The U.S. election has concluded, and BTC’s sharp surge is unsurprising. However, its rapid climb to a new high of $75,000 has caught everyone off guard. A new era begins at this level, a new future for BTC.
With Trump’s re-election as a backdrop and BTC’s new high as a signal, what lies ahead for BTC after breaking through its historical peak? Let’s delve into an in-depth analysis. Keep in mind, this discussion focuses on macro trends, not short-term price movements, and does not constitute investment advice.
From a global economic perspective, BTC’s rise is closely tied to market expectations following Trump’s re-election. Due to his campaign promises, the market broadly expects his administration to adopt a looser economic policy. This policy approach, particularly with potential easing of regulations on digital assets and blockchain, could further drive BTC and other crypto assets higher.
On a broader scale, Trump’s policies may exacerbate global inflationary pressures. Although global economic growth faces numerous uncertainties, central banks worldwide generally maintain loose monetary policies. As the benchmark for global finance, the U.S. plays a crucial role in the global liquidity environment. Against this backdrop, BTC is seen as a store of value and inflation hedge, gaining additional value as a “digital gold.” The high inflation rates in the U.S. and other major countries make BTC an attractive choice for investors seeking asset diversification.
Policy and Regulatory Landscape
Trump’s 2024 re-election has sparked anticipation about changes in the U.S. regulatory landscape. Similar to his stance on financial markets, many expect him to adopt a relatively relaxed approach to the cryptocurrency market. However, despite the potential for a more lenient policy at the federal level, Congress and relevant regulatory agencies, such as the Securities and Exchange Commission (SEC), may continue to focus on risk control within the market.
Historical experience shows that regulatory policies can impact BTC’s price volatility. In a market lacking clear regulatory guidelines, the influx of large funds and high volatility make investor sentiment in the crypto market more sensitive. Even if the U.S. government adopts a supportive stance toward digital assets, agencies like the SEC may still strengthen regulation over exchanges, stablecoins, and decentralized finance (DeFi).

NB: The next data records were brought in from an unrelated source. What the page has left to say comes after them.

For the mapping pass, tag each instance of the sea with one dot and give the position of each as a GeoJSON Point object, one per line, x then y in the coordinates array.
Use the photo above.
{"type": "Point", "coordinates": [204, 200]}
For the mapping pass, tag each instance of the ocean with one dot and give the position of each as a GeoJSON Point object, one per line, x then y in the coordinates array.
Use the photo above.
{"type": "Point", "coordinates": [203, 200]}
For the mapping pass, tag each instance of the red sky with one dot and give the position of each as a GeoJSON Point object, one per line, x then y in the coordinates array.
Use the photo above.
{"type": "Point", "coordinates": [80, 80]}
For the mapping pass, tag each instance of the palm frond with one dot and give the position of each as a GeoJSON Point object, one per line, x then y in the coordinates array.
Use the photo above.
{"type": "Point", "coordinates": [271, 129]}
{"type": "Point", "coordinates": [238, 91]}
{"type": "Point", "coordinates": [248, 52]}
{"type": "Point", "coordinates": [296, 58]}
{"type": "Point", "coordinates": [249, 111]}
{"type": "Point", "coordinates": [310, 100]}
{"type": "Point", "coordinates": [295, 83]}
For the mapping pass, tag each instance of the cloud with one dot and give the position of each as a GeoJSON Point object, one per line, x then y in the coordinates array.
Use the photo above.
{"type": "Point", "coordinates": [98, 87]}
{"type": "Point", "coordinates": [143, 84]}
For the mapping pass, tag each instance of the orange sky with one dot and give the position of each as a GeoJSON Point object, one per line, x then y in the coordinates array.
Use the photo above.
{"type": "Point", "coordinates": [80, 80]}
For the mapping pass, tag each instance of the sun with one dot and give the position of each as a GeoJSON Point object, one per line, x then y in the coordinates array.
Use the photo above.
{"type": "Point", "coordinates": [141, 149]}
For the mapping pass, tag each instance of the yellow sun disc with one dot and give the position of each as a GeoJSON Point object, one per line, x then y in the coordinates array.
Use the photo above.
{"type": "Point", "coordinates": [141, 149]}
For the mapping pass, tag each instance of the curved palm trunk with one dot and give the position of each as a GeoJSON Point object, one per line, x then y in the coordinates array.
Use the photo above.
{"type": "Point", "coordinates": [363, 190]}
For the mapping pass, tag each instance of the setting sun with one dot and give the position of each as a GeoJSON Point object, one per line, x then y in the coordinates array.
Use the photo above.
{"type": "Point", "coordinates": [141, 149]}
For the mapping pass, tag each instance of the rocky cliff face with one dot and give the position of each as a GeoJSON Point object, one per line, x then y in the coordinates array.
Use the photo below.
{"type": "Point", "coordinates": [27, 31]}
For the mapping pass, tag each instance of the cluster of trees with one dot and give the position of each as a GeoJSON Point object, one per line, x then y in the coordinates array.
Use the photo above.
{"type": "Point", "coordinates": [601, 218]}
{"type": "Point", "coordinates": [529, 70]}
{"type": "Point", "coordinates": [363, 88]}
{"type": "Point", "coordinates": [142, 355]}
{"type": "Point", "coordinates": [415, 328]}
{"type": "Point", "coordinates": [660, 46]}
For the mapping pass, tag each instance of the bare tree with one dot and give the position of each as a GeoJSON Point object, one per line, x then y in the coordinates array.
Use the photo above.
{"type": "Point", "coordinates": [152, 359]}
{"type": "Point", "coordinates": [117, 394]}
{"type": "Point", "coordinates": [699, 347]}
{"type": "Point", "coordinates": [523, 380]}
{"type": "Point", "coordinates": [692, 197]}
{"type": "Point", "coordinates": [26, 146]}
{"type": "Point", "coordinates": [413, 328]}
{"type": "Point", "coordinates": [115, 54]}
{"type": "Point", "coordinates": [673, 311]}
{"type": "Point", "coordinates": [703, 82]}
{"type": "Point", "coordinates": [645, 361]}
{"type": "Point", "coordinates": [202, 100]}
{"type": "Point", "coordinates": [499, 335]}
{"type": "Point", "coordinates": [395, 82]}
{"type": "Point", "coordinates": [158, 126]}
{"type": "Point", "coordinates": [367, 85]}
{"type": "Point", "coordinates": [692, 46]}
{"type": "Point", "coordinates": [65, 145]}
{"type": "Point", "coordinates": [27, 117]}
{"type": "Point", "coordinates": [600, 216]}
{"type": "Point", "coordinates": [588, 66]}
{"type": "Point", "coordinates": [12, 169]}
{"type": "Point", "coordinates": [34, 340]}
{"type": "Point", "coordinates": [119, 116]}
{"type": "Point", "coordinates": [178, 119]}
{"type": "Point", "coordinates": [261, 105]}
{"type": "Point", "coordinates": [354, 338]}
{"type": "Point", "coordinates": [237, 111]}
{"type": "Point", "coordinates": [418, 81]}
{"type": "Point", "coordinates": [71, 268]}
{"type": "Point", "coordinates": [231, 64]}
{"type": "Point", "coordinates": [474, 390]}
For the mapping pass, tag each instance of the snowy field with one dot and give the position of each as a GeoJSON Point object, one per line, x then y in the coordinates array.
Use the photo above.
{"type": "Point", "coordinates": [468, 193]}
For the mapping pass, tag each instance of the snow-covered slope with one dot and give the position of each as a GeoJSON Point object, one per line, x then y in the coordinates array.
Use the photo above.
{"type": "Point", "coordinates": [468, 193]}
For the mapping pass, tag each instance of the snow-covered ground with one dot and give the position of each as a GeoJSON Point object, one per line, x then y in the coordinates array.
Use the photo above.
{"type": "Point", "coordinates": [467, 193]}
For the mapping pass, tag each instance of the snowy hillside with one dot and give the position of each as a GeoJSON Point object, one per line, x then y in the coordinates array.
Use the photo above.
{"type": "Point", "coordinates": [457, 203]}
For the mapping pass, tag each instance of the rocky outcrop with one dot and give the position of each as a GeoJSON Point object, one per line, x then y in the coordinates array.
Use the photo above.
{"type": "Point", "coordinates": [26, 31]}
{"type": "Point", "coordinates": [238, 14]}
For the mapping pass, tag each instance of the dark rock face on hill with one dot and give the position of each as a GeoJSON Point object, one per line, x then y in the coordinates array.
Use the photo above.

Technical Analysis: Support and Resistance Levels
After reaching a new high of $75,000, BTC’s technical landscape shows a tug-of-war between bulls and bears. The $75,000 level is not only a psychological threshold but also a confluence point of bullish and bearish forces. While BTC has broken through this critical level, a potential pullback remains possible. Technical indicators, such as the Relative Strength Index (RSI), indicate that BTC is currently in the overbought territory, meaning it may face short-term profit-taking pressure.
From a support and resistance perspective, the next resistance level is likely between $80,000 and $85,000, while stronger support may be around $70,000. In the long run, if BTC can hold above $75,000, it could continue to attract more institutional investors, further solidifying this support level.
The Role of Institutional Investors
As institutional participation in the crypto market grows, BTC’s price volatility has gradually decreased. According to on-chain data, institutional wallet holdings have increased during the recent rally, with firms like Grayscale continually increasing their BTC positions. From Q3 2024 to early 2025, several traditional U.S. financial institutions have launched crypto-related products, such as BTC ETFs, significantly boosting market liquidity.
The stability brought by institutional investors supports BTC in maintaining high levels. However, institutional involvement also makes BTC more sensitive to macroeconomic changes, such as Federal Reserve rate hikes.
Despite an optimistic market outlook for BTC, risks remain. Global economic uncertainties are foremost among them, including the possibility of an economic downturn in the U.S. Additionally, evolving cryptocurrency policies in other countries and the ongoing development of decentralized technologies could affect BTC’s market share. For instance, the expanding Ethereum ecosystem might divert some investments into other chain projects.
BTC’s future depends on its role as a “store of value.” Although short-term market sentiment may cause fluctuations, in the long-term, widespread adoption of crypto and sustained institutional participation could drive BTC past the $100,000 mark. Achieving this target requires global economic stability and a lasting commitment from investors to BTC as a digital asset.
In conclusion,Following its new high at $75,000, BTC has entered an unprecedented phase. Trump’s re-election and potentially looser U.S. policies provide more room for growth in the crypto market. However, there are still many uncertainties in the future, whether in technical trends or macro policies. BTC’s path forward will continue to be shaped by factors such as global economic conditions, policy changes, and technological advancements.
As the world’s leading digital asset, BTC’s rise reflects the market’s demand for decentralization and inflation resistance. Over the coming years, as global investors show greater interest in digital assets, BTC is expected to further solidify its dominance in the cryptocurrency market.